St Ebbes was once a busy neighbourhood in Oxford but homes were torn down in the 1960s to make way for the Westgate Centre.

But the community is not forgotten, thanks to the Urbansuburban history project in 2016, and a second project the following year.

While the area was referred to as the 'slums of Oxford' by some, its residents angrily refuted this title.

The Urbansuburban book, researched by historian Rachel Barbaresi, is bursting with colour photographs and real stories of the neighbourhood of St Ebbes, torn down in the 1960s to make way for the Westgate shopping centre.

Oxford Mail:

St Ebbes in 1954

Dozens of former residents contributed pictures and memories and joined a launch party at Oxford Town Hall.
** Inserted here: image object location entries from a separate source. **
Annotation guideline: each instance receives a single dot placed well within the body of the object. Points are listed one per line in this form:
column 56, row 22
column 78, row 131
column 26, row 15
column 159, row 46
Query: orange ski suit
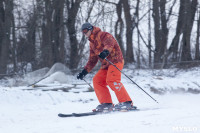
column 108, row 75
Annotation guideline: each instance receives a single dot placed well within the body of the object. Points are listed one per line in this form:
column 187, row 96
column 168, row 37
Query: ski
column 95, row 113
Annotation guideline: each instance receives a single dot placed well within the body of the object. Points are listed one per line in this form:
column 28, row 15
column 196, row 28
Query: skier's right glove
column 82, row 74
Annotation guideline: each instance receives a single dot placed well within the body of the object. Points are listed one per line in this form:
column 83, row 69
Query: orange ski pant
column 111, row 78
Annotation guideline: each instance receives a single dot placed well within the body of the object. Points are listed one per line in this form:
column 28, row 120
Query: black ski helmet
column 86, row 26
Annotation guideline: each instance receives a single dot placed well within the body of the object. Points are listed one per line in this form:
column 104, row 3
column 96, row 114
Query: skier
column 103, row 45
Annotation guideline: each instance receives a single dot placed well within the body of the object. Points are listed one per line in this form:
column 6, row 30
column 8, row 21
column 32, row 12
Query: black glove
column 104, row 54
column 82, row 74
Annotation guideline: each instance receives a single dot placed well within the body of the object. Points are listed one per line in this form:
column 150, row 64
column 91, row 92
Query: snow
column 33, row 110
One of them was Lois East who grew up in St Ebbes and revealed she did not have a bathroom.

She recalled going to the public baths in Paradise Square just to wash.
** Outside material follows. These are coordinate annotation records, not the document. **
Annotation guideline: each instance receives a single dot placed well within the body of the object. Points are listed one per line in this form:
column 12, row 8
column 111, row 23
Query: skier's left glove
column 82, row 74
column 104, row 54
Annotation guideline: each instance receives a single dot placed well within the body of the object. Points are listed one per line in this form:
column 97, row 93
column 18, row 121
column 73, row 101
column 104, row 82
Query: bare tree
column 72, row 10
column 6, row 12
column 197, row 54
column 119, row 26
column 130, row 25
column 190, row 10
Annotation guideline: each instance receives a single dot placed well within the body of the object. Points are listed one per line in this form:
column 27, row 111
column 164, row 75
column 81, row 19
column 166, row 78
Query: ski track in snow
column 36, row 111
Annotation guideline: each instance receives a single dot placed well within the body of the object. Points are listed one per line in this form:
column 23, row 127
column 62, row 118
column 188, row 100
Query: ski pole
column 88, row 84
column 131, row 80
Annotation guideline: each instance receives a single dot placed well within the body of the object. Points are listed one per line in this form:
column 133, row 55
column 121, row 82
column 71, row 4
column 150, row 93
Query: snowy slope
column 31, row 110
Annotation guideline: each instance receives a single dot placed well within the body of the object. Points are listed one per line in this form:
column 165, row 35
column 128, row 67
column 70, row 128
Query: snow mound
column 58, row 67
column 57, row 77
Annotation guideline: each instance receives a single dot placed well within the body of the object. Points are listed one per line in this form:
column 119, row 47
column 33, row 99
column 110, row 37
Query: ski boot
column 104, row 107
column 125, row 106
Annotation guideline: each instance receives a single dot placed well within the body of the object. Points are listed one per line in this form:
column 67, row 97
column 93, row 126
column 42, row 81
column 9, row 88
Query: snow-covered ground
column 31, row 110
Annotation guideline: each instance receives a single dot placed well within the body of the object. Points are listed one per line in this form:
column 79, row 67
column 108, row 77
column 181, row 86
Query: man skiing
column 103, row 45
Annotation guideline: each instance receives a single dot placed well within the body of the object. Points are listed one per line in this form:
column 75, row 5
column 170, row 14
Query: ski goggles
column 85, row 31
"You would sit in the tub and shout 'more hot!' and 'more cold!' to the people outside," she said.

Some of the homes in St Ebbes were controversially referred to as 'the slums of Oxford'.

Oxford Mail:

Rachel Barbaresi

Janice Stewart, who grew up in Bridport Street with her sister Diane, added: "It wasn't a slum until they moved everyone out – it wasn't even rundown.

"Slums to me are filthy, but St Ebbes people looked after each other.
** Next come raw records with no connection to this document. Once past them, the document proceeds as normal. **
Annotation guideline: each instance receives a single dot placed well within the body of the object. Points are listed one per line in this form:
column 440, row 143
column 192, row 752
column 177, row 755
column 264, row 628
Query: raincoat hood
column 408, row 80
"They were all council houses but my dad was always painting and decorating."

Oxford Mail:

The Urbansuburban project

Rachel Barbaresi, who created and led Urbansuburban, said the slum image may have been perpetuated to justify demolishing St Ebbes.

She said in 2016: "I think it still raises a lot of emotions for people around how it was perceived at the time.

"It is true there were historic problems with sanitation but those had been remedied by the 1900s.

"What really came out from talking to people was how hard everyone in St Ebbes worked, and the pride they took in their homes."

Oxford Mail:

Former St Ebbes resident Gill Williams

Gill Williams said she still brushed her front doorstep every morning, a habit she picked up from growing up in St Ebbes.

A copy of the Urbansurburban book can be seen at the Museum of Oxford.